第6章 僕の可愛い人
そんなこんなでグダグダと話をしながら、0時を回ったのを合図に店を出る。
あぁー、ヒナの話をしていたからか余計に会いたくなってしまった。
明日になれば会える、いや…このまま出張先まで行ってしまおうか。この時間って新幹線走ってんのか?それとも伊地知を叩き起こして運転させるか。そんなしょうもない事すら頭に浮かんで来るほど彼女に会いたくて仕方がない。
「はぁ、手に入った瞬間欲望まみれでウケるね」
今まではこんなこと無かった。
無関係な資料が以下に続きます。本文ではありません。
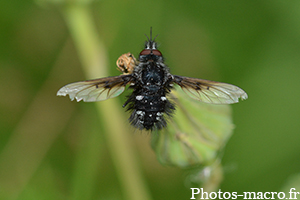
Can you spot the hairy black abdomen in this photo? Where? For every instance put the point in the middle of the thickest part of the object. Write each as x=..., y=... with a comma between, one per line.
x=149, y=110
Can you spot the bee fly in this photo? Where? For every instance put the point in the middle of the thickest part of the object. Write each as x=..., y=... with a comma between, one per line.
x=151, y=82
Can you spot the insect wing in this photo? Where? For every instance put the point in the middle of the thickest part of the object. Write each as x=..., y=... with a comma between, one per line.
x=97, y=89
x=210, y=91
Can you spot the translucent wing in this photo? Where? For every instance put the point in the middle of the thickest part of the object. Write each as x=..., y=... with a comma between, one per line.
x=97, y=89
x=210, y=91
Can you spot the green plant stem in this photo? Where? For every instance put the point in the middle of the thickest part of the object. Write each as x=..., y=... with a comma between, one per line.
x=93, y=57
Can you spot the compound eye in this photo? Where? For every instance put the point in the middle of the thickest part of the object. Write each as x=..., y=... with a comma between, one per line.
x=156, y=52
x=145, y=52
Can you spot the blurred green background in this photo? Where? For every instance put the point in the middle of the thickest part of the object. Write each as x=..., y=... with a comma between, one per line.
x=52, y=148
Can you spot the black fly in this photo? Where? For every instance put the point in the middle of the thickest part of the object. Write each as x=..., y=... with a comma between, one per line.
x=151, y=82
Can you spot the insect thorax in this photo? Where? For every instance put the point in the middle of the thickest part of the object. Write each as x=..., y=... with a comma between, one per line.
x=148, y=101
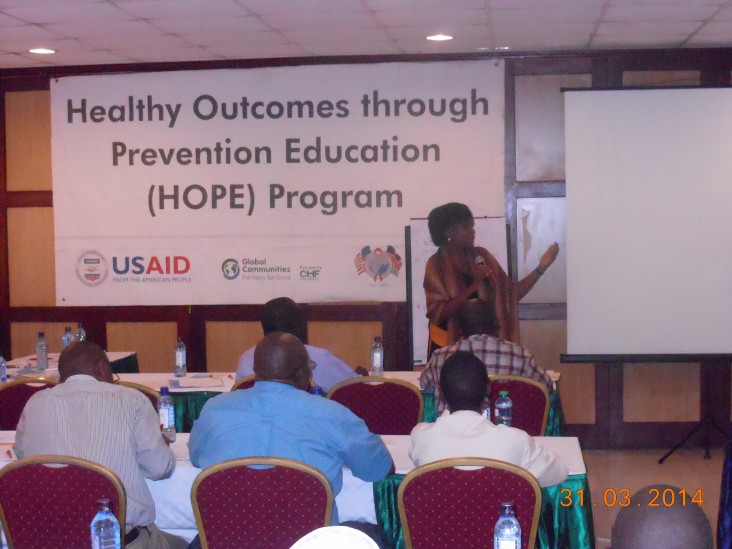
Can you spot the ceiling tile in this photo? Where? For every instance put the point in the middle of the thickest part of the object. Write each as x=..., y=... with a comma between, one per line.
x=322, y=20
x=302, y=8
x=546, y=15
x=339, y=35
x=659, y=14
x=211, y=26
x=248, y=41
x=432, y=18
x=68, y=14
x=645, y=30
x=122, y=30
x=165, y=9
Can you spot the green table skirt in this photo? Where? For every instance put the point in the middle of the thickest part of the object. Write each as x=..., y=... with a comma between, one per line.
x=126, y=365
x=562, y=525
x=188, y=408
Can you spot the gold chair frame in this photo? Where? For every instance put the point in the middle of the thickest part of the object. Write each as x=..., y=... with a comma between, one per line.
x=54, y=459
x=469, y=462
x=24, y=380
x=528, y=380
x=258, y=460
x=241, y=381
x=140, y=387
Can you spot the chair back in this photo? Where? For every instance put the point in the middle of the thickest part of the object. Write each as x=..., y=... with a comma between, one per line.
x=269, y=503
x=456, y=503
x=152, y=395
x=13, y=396
x=530, y=402
x=50, y=500
x=388, y=406
x=246, y=382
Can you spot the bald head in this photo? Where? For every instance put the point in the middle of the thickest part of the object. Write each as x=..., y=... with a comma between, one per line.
x=282, y=357
x=648, y=522
x=84, y=357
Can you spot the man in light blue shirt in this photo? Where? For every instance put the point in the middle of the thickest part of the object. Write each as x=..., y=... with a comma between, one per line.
x=284, y=315
x=279, y=418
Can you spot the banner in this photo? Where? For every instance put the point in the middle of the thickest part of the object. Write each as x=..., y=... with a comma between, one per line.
x=236, y=186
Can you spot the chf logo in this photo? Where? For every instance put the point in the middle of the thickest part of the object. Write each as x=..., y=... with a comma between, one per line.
x=230, y=269
x=310, y=272
x=378, y=263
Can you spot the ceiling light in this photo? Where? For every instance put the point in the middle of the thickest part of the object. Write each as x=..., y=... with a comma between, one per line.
x=439, y=37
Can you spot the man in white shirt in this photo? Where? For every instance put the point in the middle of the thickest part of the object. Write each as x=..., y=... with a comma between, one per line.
x=282, y=314
x=89, y=417
x=462, y=431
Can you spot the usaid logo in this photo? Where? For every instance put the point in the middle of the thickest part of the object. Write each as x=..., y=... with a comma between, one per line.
x=92, y=268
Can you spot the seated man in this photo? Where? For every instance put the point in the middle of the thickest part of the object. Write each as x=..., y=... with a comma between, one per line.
x=279, y=418
x=89, y=417
x=649, y=522
x=478, y=323
x=462, y=431
x=282, y=314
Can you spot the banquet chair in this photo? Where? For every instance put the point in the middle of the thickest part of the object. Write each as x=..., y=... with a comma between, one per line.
x=244, y=383
x=456, y=503
x=13, y=396
x=388, y=406
x=50, y=500
x=262, y=502
x=530, y=401
x=152, y=395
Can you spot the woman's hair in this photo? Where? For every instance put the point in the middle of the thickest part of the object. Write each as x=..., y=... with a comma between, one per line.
x=443, y=217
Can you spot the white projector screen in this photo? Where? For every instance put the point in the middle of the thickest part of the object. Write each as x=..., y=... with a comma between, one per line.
x=649, y=221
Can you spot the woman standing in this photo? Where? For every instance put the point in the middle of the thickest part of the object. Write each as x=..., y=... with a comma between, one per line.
x=460, y=271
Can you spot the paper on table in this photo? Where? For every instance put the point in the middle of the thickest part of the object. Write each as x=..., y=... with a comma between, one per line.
x=196, y=382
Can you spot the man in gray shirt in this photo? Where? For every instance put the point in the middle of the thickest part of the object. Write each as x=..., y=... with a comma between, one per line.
x=89, y=417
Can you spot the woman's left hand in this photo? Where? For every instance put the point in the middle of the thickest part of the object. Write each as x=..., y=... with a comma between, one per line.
x=549, y=256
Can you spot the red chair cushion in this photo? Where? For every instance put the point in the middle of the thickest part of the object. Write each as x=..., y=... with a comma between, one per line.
x=264, y=508
x=387, y=408
x=451, y=507
x=52, y=506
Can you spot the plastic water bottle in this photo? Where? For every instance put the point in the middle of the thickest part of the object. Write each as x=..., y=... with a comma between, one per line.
x=377, y=357
x=507, y=533
x=41, y=352
x=503, y=409
x=68, y=338
x=105, y=530
x=166, y=411
x=180, y=359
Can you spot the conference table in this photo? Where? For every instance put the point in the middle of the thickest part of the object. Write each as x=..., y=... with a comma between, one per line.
x=120, y=362
x=562, y=526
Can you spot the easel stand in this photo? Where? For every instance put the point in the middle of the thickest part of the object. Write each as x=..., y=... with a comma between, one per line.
x=709, y=392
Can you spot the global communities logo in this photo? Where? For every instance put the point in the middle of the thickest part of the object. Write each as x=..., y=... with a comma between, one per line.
x=92, y=268
x=378, y=264
x=230, y=269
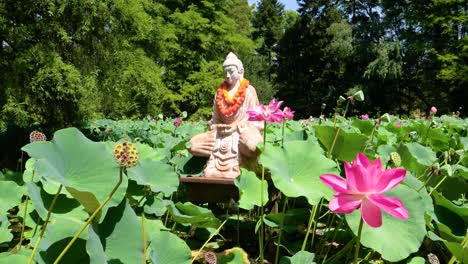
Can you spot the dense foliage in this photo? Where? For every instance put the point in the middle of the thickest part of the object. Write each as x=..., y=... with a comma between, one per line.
x=150, y=217
x=63, y=63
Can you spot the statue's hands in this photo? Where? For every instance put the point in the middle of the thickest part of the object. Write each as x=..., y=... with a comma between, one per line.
x=225, y=129
x=202, y=145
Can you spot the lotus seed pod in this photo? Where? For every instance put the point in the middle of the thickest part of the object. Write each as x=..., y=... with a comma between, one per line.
x=37, y=136
x=126, y=154
x=432, y=258
x=396, y=159
x=210, y=257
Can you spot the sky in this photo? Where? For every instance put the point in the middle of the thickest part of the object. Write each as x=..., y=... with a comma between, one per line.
x=288, y=4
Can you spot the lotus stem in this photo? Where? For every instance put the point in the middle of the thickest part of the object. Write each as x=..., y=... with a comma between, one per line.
x=445, y=177
x=90, y=218
x=23, y=225
x=261, y=197
x=144, y=236
x=282, y=133
x=358, y=241
x=49, y=212
x=311, y=219
x=208, y=240
x=281, y=229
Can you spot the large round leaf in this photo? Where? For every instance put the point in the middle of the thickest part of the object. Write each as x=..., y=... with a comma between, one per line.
x=396, y=239
x=159, y=176
x=188, y=213
x=249, y=190
x=416, y=157
x=345, y=146
x=165, y=247
x=121, y=236
x=296, y=169
x=85, y=168
x=10, y=196
x=300, y=257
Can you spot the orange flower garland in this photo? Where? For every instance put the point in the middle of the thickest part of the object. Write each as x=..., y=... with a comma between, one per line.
x=227, y=105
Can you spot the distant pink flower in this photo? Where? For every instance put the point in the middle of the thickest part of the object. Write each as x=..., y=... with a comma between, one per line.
x=270, y=113
x=177, y=122
x=287, y=113
x=364, y=117
x=363, y=187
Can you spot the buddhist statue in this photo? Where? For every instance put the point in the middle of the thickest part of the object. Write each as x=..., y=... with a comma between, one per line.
x=232, y=139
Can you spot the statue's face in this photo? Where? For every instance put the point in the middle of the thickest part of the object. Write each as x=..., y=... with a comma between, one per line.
x=231, y=74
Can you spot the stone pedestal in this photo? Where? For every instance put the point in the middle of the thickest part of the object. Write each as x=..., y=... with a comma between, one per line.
x=211, y=190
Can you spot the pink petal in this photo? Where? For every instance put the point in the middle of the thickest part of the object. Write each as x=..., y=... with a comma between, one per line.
x=361, y=178
x=335, y=182
x=274, y=106
x=362, y=160
x=350, y=177
x=377, y=163
x=345, y=203
x=371, y=213
x=389, y=179
x=391, y=205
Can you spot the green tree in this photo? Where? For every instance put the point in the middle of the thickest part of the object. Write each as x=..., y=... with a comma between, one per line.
x=312, y=58
x=268, y=28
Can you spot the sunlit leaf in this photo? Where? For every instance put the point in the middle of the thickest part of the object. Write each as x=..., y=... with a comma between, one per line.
x=296, y=169
x=249, y=190
x=396, y=239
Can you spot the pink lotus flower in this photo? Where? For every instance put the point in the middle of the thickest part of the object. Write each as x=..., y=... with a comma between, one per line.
x=177, y=122
x=287, y=113
x=270, y=113
x=363, y=187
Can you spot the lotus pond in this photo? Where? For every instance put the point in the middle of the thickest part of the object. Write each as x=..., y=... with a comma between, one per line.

ちゃんと我慢だって出来ていたし、会いたくても己を自制出来ていたはずだ。間違っても夜中に伊地知を叩き起こして運転をさせようなどとはさすがに思いはしなかった。
マンションのエントランスにつき鍵を開ける。
今日もあのやたらと広いベットで一人で眠るのか。まぁあのベッド選んだのは僕なんだけど。2人でくっついて寝るには少し広すぎたかも。もう少し小さいベッドを買えばもっとくっついて眠れたのかもしれない。なんてまるで思春期の中学生みたいな事を考えながら辿り着いた部屋のドアを開ける。
部屋の中へ入れば、玄関から少しばかり灯りが漏れていて「あれ?僕電気消し忘れてたっけ?」なんて思いながらリビングの戸を開けてから大きく目を見開いた。